Now that Hines Ward of the Pittsburgh Steelers has retired. It’s only right that we evaluate his career in a vicious fashion (5-year-old girl beauty pageant style). You know how it is. When somebody retires we don’t have time to wait and reflect. You have to ravage them immediately like a woman 3 drinks in at a night club. You have to jump on it early, because anything beyond that is pass-out territory, and you don’t want to get the law involved in love. But I digress. It is now the perfect time to access Hines Ward’s career.
Actually who am I kidding? I’m not going to access his career I’m just going to discuss whether or not he’s a Hall of Famer.

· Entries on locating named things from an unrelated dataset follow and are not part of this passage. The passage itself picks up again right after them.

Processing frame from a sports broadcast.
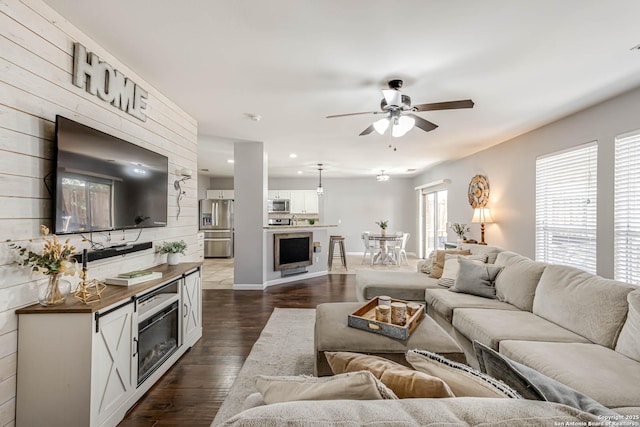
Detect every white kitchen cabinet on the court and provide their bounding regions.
[206,189,235,199]
[91,303,138,425]
[290,190,319,214]
[267,190,291,200]
[16,263,202,427]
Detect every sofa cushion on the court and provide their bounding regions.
[424,288,518,322]
[473,341,616,419]
[223,397,599,427]
[453,308,588,350]
[256,371,397,405]
[449,259,502,299]
[533,265,637,348]
[616,290,640,362]
[496,251,547,311]
[406,350,520,399]
[500,341,640,409]
[430,249,471,279]
[324,351,454,399]
[356,270,439,301]
[458,243,504,264]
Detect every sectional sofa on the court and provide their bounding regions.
[356,245,640,416]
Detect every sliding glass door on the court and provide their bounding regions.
[420,190,447,258]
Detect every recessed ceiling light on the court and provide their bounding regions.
[244,113,262,122]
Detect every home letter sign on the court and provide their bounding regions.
[73,43,149,122]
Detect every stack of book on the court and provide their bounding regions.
[105,270,162,286]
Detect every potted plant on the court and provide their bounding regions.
[450,222,471,243]
[9,225,77,306]
[157,240,187,265]
[376,219,389,236]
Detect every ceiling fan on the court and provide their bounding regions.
[327,79,473,137]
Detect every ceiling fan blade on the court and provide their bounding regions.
[327,111,382,119]
[413,99,474,111]
[359,125,374,136]
[407,114,438,132]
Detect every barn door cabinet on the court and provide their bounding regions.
[16,263,202,427]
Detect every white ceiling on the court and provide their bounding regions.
[45,0,640,177]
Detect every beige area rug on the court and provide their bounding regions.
[211,308,316,427]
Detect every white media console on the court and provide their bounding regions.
[16,263,202,427]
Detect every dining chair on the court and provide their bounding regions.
[360,231,376,265]
[394,233,410,265]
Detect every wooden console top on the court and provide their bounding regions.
[16,262,202,314]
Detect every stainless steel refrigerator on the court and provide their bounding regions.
[200,199,233,258]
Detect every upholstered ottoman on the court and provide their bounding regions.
[314,302,466,377]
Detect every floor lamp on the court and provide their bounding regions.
[471,208,493,245]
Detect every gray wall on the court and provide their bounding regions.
[233,142,267,289]
[414,84,640,277]
[198,174,211,200]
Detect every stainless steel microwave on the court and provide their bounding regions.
[267,199,289,213]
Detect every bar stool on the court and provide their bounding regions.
[327,236,347,270]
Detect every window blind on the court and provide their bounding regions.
[536,142,598,274]
[613,130,640,284]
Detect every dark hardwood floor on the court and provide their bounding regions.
[119,274,356,427]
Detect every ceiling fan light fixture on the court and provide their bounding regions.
[373,118,389,135]
[391,116,416,138]
[382,89,402,107]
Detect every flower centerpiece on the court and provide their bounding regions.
[450,222,471,243]
[9,225,77,306]
[376,219,389,236]
[157,240,187,265]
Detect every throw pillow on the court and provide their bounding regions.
[430,249,471,279]
[436,254,487,288]
[616,290,640,362]
[449,259,503,299]
[324,351,454,399]
[420,251,438,274]
[406,350,521,399]
[473,341,617,419]
[256,371,398,405]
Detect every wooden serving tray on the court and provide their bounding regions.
[347,297,424,341]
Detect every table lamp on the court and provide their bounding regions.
[471,208,493,245]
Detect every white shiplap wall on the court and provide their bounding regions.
[0,0,201,426]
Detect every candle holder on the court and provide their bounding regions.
[74,267,107,304]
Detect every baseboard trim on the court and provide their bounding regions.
[264,270,329,289]
[233,270,329,291]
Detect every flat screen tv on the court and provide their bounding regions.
[53,116,169,234]
[273,232,313,271]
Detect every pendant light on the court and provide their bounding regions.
[316,163,324,196]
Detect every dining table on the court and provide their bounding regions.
[369,234,402,265]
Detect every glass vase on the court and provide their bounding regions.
[38,273,71,306]
[167,254,180,265]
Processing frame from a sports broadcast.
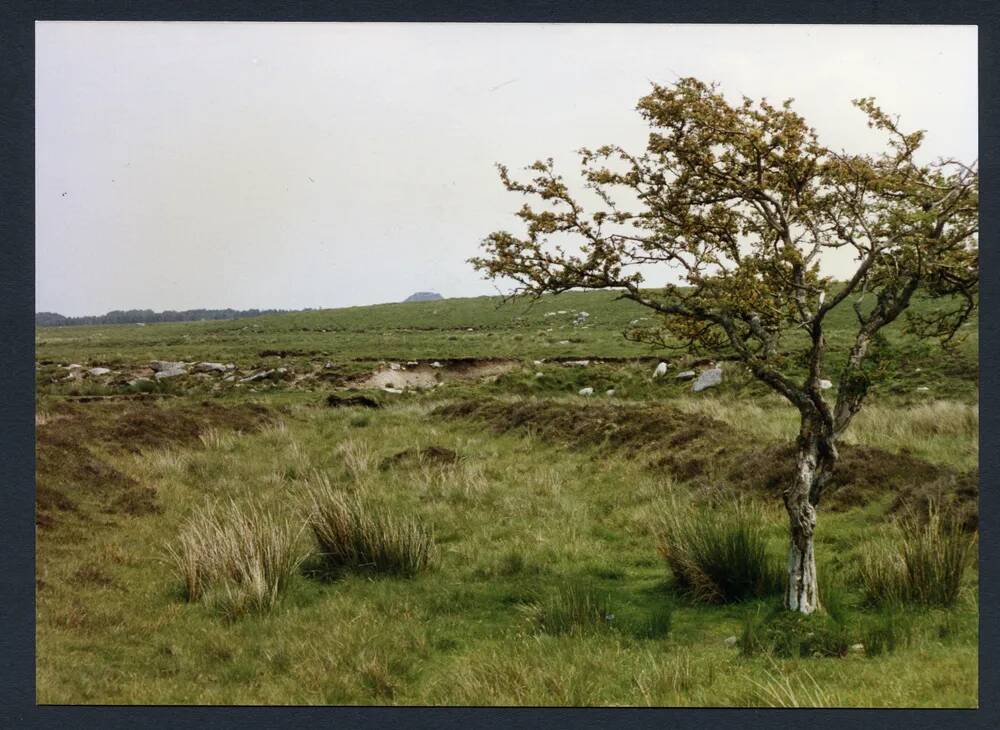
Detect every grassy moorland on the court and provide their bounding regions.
[36,294,978,707]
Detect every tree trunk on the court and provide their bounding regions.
[784,438,825,614]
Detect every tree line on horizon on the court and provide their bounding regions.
[35,309,294,327]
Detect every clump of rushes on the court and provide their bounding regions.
[309,479,437,576]
[859,502,977,606]
[659,502,782,603]
[167,501,306,618]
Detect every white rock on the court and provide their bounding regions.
[240,370,274,383]
[691,367,722,393]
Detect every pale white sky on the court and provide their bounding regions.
[35,22,977,315]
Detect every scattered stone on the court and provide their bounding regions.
[240,370,274,383]
[326,393,382,408]
[153,362,187,380]
[691,367,722,393]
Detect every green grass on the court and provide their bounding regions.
[35,292,979,402]
[37,392,978,706]
[36,293,979,707]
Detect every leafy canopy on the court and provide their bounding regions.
[472,78,979,420]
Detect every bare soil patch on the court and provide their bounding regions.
[433,398,978,527]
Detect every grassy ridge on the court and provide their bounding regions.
[36,293,978,707]
[37,396,977,706]
[35,292,978,385]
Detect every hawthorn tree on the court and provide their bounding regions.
[471,78,979,614]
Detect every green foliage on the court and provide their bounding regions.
[522,584,674,639]
[860,608,914,657]
[859,504,977,606]
[659,502,784,603]
[738,607,851,658]
[309,480,437,577]
[167,494,305,618]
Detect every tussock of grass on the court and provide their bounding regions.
[747,666,841,707]
[523,585,674,639]
[860,609,913,657]
[308,479,437,576]
[738,607,852,658]
[859,504,977,606]
[658,502,783,603]
[167,501,305,618]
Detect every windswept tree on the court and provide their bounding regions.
[472,78,979,613]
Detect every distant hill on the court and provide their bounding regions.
[403,291,444,303]
[35,309,288,327]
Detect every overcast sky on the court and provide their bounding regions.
[36,22,977,315]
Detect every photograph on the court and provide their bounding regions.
[35,19,990,708]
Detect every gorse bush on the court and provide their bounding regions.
[859,503,976,606]
[167,502,306,618]
[659,502,783,603]
[309,479,437,576]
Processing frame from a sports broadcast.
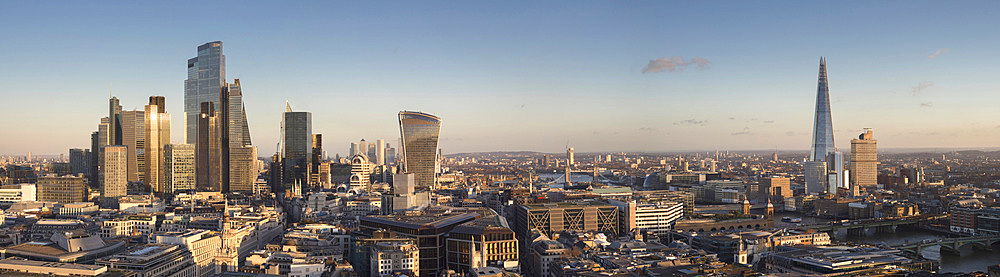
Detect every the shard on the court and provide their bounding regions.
[809,58,835,161]
[803,58,843,194]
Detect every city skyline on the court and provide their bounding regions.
[0,2,1000,156]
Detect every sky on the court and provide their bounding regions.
[0,1,1000,156]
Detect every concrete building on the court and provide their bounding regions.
[359,208,482,276]
[514,201,621,237]
[229,146,257,194]
[163,144,197,194]
[757,177,793,205]
[609,199,684,235]
[156,229,222,277]
[851,128,878,188]
[446,213,520,274]
[95,244,197,277]
[37,175,87,203]
[0,184,38,207]
[369,241,420,277]
[0,257,108,276]
[101,145,128,199]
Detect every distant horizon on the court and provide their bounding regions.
[0,1,1000,156]
[11,144,1000,158]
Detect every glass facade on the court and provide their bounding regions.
[184,41,226,144]
[399,111,441,189]
[281,112,312,184]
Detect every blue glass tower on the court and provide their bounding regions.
[803,58,843,194]
[809,58,836,161]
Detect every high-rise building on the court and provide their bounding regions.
[184,41,226,144]
[119,110,146,182]
[310,134,323,174]
[163,144,197,193]
[399,111,441,190]
[281,103,312,184]
[37,176,87,203]
[87,130,101,187]
[851,128,878,188]
[69,148,90,174]
[195,102,220,191]
[217,79,257,193]
[374,139,385,165]
[143,96,170,193]
[804,58,843,194]
[226,146,257,194]
[101,145,128,199]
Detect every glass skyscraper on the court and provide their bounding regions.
[803,58,844,194]
[281,104,312,184]
[399,111,441,190]
[184,41,226,144]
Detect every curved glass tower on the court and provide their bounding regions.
[399,111,441,190]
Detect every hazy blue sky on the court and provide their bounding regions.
[0,1,1000,156]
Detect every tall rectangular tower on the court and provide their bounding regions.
[851,128,878,188]
[184,41,226,144]
[399,111,441,190]
[143,96,170,193]
[375,139,385,165]
[281,104,312,184]
[163,144,197,193]
[101,145,129,198]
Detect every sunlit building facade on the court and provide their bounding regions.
[399,111,441,190]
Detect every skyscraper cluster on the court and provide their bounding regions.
[88,41,258,205]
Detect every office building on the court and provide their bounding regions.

I don’t know why I tried to fool you into thinking I’m about to reflect of what he meant to football, or his impact on the game. I have better things to do. Like use 1000 words to access Ward’s Hall of Fame credentials.
When it was first announced that Hines Ward would not be returning to the Pittsburgh Steelers, the banter began about whether or not he was a Hall of Fame wide receiver. Most people think Ward is either in or out of the Hall of Fame, with no grey area in the debate.
The people that think he’s in will lean on intangibles. They will tell you about how he delivered in the playoffs and led his team to a super bowl victory1. They will also talk about his undeniable toughness.
Heinz had no problem mixing it up with any player on the opposing team. As a matter of fact he was considered to be a dirty player throughout his career. Dude would do whatever it took to win. He was definitely one of the most, if not the most physical receiver to ever play. That was evident by his inclination to block downfield, and how he never avoided catching the ball over the middle. Going over the middle is something that can’t be overlooked, because that’s one of the more undesirable things for a franchise receiver to do. However that’s not the whole story on Hines Ward. There is more to his Hall of Fame resume besides toughness.
When you evaluate someone you have to look at his numbers, and Hines Ward’s number aren’t the greatest.
Hines is top ten in only one receiving category (receptions) all-time, and he also never led the league any receiving category in a single season. When you couple that with the fact that he failed to make the pro bowl during the last 7 years of his career, it’s hard to argue that he’s a Hall of Fame pass catcher.
Now if your one of those people that doesn’t believe in the numbers and you go by the eye ball test (by the way I fully support the eye ball test). Ask yourself if he looked like a Hall of Famer.
The standard for the modern day Hall of Fame receiver has been set. Jerry Rice and Michael Irvin in…Cris Carter and Andre Reed out. So if that’d that’s the standard, how could anyone consider Hines for Canton?
If you believe the Hall of Fame is for elite players, then Hines Ward doesn’t belong there. Ward is a fantastic NFL player. He should be held in the highest regard for being a super bowl champion, and a tough son of a gun. I think his number should be put in the ring of honor during Pittsburgh’s first home game. However it should stop there unless the standards have changed.
1. That’s right “a” super bowl victory. The second one was on Santonio Holmes, and I would argue that Ward he was one of the main reason the Steelers didn’t get their third in five years.